The new School will develop the next generation of much-needed graduate engineers and technology leaders. James Dyson said: ‘We want to create engineers who are bold and commercially astute. They will use their skills, nurtured in the Dyson School, to develop future technology that will catalyse Britain’s economic growth.’
The Dyson School will be housed on the iconic Exhibition Road in a building purchased by Imperial from the Science Museum. This was made possible by the £12 million donation from the James Dyson Foundation. The purchase will help catalyse the biggest transformation in the Museum’s history.
The first new engineering department established at Imperial in the last two decades, the Dyson School will teach a four year MEng course in Design Engineering from October 2015. The curriculum, developed in partnership with Dyson engineers to give industry relevance, blends technical discipline with creativity. Industry standard equipment and studio space will enable 400 students to design, prototype and test new product ideas.

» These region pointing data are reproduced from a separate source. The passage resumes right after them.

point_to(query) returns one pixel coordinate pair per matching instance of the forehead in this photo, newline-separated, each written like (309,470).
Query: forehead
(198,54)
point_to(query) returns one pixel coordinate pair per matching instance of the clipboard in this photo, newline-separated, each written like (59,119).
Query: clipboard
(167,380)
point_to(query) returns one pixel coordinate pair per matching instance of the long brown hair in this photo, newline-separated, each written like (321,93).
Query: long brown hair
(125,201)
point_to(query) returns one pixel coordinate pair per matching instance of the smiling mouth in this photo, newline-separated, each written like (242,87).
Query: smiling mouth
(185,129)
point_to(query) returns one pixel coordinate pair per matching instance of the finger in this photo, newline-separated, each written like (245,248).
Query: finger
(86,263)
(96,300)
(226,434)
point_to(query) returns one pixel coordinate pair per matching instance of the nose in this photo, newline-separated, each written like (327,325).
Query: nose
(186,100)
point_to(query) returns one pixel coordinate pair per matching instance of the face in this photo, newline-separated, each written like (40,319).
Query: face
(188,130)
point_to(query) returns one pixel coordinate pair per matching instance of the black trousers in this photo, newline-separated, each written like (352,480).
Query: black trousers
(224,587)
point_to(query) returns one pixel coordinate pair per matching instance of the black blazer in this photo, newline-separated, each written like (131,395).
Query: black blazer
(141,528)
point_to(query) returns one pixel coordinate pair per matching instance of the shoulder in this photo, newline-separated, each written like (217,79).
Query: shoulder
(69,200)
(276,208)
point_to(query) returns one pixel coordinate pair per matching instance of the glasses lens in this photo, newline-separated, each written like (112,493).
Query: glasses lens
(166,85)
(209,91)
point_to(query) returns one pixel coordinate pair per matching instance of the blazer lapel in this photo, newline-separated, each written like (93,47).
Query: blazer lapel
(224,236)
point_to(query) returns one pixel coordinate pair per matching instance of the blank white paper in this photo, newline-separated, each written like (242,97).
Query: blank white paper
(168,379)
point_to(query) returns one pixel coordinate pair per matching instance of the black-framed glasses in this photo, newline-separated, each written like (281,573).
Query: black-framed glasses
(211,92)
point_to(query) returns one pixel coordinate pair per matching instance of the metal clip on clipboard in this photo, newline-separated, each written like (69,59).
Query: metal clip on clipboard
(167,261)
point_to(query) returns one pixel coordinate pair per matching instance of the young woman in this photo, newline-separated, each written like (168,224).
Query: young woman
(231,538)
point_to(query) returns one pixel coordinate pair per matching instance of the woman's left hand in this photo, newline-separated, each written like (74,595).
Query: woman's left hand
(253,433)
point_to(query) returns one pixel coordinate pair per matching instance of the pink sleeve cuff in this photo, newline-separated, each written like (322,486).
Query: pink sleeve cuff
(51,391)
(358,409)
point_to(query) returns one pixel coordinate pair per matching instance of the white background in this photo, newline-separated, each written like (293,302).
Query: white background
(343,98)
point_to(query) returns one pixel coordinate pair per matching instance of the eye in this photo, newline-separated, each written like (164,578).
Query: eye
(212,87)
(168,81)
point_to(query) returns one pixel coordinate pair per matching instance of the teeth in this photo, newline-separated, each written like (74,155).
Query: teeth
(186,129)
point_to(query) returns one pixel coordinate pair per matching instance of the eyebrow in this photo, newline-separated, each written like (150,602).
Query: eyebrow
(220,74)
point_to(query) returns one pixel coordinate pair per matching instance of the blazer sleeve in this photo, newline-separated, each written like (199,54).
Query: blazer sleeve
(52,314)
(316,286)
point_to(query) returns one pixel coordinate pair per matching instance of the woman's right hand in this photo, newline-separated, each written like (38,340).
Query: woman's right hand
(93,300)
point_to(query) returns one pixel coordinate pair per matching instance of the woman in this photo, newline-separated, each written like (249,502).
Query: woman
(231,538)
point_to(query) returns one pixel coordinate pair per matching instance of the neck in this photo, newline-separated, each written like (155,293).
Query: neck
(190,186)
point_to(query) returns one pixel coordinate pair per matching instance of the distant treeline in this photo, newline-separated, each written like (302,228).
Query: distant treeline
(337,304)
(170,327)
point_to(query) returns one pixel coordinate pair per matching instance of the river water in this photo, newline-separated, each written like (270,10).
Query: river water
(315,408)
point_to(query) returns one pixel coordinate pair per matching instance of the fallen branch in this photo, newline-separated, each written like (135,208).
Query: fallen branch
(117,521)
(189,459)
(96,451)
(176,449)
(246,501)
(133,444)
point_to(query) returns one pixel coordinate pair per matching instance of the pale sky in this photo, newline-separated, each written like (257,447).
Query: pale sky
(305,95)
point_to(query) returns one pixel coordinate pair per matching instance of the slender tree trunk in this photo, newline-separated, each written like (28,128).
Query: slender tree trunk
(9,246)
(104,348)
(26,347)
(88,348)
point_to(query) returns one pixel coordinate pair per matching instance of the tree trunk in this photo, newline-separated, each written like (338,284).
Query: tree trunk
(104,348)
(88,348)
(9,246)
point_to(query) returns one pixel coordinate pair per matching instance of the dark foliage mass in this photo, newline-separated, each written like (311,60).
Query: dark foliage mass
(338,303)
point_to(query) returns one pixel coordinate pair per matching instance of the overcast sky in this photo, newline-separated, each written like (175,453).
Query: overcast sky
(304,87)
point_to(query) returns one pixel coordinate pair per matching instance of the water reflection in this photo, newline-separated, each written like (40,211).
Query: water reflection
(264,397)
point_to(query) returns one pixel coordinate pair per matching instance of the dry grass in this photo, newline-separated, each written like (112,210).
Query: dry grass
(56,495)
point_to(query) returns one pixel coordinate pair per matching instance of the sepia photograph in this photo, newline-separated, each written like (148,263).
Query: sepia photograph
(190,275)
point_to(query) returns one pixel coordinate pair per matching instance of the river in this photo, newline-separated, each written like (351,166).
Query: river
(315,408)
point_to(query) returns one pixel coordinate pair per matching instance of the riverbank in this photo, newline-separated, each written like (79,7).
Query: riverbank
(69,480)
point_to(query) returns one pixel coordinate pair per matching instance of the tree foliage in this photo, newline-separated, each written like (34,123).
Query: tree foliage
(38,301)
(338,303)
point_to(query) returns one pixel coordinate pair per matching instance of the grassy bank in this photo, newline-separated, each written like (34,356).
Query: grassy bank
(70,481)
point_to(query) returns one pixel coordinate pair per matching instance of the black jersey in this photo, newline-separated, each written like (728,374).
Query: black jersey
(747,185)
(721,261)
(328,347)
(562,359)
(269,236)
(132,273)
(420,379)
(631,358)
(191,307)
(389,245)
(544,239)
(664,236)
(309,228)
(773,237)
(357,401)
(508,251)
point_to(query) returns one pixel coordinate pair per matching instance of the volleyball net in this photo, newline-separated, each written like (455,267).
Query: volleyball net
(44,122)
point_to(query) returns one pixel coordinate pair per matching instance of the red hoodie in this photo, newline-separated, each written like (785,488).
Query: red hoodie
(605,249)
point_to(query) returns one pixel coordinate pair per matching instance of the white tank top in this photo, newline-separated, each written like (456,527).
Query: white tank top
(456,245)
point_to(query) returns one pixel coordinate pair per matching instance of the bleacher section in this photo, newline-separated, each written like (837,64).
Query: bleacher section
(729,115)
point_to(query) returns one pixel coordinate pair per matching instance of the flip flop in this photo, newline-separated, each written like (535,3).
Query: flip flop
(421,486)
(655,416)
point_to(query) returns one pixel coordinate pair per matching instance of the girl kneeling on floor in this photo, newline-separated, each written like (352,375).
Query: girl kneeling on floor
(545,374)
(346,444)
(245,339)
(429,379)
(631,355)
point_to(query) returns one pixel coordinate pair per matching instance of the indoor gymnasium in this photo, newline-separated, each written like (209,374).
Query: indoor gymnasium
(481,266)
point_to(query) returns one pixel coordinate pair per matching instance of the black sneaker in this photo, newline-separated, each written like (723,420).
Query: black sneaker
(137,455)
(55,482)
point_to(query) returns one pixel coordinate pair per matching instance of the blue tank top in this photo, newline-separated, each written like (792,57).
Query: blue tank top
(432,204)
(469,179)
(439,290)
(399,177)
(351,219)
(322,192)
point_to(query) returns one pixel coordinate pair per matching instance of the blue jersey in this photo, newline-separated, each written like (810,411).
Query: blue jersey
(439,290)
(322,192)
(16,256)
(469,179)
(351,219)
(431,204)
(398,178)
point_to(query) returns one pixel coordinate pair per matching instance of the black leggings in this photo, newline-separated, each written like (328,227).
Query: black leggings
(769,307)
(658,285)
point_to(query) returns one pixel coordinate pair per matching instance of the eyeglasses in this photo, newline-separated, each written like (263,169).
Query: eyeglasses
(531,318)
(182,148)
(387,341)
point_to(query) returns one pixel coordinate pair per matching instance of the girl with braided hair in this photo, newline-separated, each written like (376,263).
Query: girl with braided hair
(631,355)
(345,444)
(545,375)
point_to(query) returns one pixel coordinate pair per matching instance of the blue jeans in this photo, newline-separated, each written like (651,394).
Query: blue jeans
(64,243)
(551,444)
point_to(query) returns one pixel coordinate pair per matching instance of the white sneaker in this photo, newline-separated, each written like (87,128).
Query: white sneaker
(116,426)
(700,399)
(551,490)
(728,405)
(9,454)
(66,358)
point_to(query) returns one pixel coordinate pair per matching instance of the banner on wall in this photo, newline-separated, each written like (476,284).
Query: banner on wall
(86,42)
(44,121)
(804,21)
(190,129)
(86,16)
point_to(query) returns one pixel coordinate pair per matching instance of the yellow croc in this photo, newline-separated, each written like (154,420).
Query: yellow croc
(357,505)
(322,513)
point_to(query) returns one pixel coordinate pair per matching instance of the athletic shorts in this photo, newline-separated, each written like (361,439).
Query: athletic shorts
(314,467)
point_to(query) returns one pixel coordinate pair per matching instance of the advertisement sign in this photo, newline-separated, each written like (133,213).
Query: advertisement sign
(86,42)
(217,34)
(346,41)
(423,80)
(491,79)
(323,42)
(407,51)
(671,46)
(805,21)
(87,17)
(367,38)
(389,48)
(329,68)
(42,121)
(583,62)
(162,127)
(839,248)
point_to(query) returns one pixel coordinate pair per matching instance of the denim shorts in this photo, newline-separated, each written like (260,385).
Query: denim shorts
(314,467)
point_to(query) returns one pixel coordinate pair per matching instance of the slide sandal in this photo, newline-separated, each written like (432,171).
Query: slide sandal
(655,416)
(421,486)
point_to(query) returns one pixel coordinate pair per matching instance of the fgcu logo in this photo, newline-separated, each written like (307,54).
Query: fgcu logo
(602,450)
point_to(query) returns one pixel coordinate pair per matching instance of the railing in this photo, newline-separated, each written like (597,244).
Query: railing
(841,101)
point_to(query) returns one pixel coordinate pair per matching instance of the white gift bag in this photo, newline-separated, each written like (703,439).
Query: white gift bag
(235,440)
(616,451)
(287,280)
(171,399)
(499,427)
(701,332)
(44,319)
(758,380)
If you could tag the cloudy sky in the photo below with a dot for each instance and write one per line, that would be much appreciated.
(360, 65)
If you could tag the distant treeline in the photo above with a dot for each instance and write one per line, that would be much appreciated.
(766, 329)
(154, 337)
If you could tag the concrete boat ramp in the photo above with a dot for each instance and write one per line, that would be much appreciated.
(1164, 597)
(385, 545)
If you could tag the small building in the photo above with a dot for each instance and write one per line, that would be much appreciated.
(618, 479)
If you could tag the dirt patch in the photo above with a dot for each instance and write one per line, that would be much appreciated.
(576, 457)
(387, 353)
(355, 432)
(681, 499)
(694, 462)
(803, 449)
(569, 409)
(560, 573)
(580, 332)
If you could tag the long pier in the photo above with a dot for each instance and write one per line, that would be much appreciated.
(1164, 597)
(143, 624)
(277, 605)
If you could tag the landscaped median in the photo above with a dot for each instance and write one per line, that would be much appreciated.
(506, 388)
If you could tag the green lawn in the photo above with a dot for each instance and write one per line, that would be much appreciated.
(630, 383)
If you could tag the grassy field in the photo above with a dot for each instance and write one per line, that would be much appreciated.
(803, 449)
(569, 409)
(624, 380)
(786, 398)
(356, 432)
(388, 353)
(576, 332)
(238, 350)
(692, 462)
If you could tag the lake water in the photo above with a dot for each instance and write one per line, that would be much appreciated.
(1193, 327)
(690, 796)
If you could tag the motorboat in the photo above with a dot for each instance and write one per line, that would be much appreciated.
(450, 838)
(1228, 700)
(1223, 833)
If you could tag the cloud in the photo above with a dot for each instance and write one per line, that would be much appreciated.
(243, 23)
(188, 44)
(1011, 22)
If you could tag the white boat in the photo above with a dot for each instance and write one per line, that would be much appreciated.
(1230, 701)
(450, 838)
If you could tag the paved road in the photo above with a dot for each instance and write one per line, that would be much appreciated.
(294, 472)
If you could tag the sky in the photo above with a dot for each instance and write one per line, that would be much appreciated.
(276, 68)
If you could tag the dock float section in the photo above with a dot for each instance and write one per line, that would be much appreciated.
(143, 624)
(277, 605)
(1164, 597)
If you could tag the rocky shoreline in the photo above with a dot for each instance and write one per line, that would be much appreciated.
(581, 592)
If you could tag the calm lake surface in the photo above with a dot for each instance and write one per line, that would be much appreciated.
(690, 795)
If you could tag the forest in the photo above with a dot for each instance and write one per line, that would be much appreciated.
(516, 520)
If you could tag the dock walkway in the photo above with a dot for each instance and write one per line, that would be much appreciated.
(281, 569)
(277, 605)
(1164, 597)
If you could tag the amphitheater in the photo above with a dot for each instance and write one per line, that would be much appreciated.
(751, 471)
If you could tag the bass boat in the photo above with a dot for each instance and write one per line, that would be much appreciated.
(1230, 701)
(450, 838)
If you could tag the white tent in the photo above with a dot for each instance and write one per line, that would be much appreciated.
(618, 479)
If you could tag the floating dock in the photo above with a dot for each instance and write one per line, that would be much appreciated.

Lending his support to the announcement the Chancellor Rt Hon George Osborne MP said: ‘Backing Britain’s world leading science, research and innovation is a key part of our long term economic plan. It is fantastic to hear about the new partnership between the Dyson Foundation and Imperial College to open the new Dyson School of Design Engineering that will play a key role in training the next generation of design engineers.’
Professor Alice Gast, President of Imperial College London, said: ‘Design combines the best of technical expertise with creativity and the Dyson School of Design Engineering is uniquely placed to bring these together in its student experience and research. Imperial and Dyson passionately share a vision for educating engineers to elicit innovative thinking and problem solving. The James Dyson Foundation’s generous donation, along with Dyson’s industrial expertise, gives us the opportunity to create a world-leading School for a new kind of engineer to design the future.’
The reinvestment of proceeds, approved by the Chancellor, will allow the Science Museum to invest more than £20 million in transforming around a third of the museum over the next five years, including several new permanent galleries.
Ian Blatchford, Director of the Science Museum, said: ‘Alongside the significant support we receive from our funders and DCMS, this investment will support bold plans for our museum to fire up the imagination of our million young visitors annually, inspiring a new generation of scientists and engineers. We hope many of them will aspire to study at the Dyson School. This is a win, win, win announcement for young people, our institutions and the UK economy which urgently needs more engineers to fuel growth.’
The James Dyson Foundation has donated £50m to engineering education and medical research. This includes £8m to create a technology hub at the University of Cambridge and £5m to London’s Royal College of Art to build business incubator units for graduate students.